If you’re emotionally invested in these here shared universe continuities, I suspect watching them continually shatter and merge – fires of creation and destruction continually stoked by unprofitability, company buyouts, the second-guessing of editorial committees, or maybe the writer just didn’t get the memo – can prove a source of some frustration, the chess board in which you have some psychic stake overturning itself every few months or so in a herky-jerky manner, but from the perch of the disinterested observer it really is a sight to behold. Consider Xombi, Morrison’s iteration of the Doom Patrol and their relation to the DCU: a hypothetical chart would show (and this is grossly simplified) two becoming three, then returning to two, and eventually merging into one – Xombi, being a Milestone property, began quite separate from the DCU, until very recently, when Milestone became official DC property, whilst Doom Patrol began firmly in the DCU (they hung out with the JLE or something – Animal Man made a crack about his weird, wacky life. Remember?), in the straight-ahead lineage of Drake & Premiani, but, at the behest of Morrison’s scorched-earth conclusion or maybe just a plain old retcon or something, was jettisoned off into its own imaginary domain. That lasted for a decade, I think, until a few years back, when they re-emerged from limbo and back into continuity as a result of cosmic cataclysm, as is often the way. Nor is it coincidental that the resurgence of Doom Patrol and Milestone should occur at roughly the same moment, nostalgia’s own large and very bloodshot eye currently quite focused on the early to mid-nineties.

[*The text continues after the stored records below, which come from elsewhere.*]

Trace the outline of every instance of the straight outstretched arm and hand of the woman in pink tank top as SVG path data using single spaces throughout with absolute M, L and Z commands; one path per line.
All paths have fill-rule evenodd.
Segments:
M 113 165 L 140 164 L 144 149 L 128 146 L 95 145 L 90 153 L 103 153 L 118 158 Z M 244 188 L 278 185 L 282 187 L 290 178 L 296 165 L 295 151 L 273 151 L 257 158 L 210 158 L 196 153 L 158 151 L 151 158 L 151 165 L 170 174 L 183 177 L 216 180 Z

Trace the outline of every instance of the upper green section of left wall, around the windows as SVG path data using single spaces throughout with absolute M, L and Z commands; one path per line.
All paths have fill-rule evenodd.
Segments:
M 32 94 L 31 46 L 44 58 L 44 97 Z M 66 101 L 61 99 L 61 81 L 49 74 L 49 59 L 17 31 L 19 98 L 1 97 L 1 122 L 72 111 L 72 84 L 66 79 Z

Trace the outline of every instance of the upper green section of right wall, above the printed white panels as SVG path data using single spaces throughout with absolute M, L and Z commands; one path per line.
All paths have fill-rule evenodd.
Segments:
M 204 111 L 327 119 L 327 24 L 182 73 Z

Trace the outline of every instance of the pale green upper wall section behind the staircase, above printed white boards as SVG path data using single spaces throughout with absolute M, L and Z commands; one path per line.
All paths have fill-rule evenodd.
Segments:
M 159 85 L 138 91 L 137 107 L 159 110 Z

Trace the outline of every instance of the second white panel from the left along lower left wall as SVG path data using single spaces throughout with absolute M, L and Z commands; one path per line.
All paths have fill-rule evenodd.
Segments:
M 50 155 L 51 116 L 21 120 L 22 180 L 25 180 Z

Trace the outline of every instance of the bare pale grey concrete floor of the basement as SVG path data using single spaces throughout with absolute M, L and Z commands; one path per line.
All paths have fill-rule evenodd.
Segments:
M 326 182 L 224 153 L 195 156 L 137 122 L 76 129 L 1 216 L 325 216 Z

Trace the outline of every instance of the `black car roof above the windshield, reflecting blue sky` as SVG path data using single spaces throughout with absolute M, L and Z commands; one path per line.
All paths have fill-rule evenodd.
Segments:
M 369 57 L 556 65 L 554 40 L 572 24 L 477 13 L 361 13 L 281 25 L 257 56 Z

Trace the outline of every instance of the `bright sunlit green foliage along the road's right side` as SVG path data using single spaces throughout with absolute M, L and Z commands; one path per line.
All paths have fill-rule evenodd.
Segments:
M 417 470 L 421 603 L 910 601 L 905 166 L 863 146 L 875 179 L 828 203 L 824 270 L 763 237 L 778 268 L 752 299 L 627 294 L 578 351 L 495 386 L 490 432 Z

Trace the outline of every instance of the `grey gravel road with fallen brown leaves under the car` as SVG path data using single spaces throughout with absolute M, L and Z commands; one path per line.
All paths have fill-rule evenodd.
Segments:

All these artificial, fantastical people and who they can and can’t hang out with. This kind of thing happens all the time.

(1)    “Decreator and the Rustling Husks.” Now there’s a band name.

**** Oddly, Xombi arose once during his decade-and-a-half long state of hibernation to star in The Brave And The Bold #26 in 2008 by John Rozum and Scott Hampton. He hung out with The Spectre, apparently.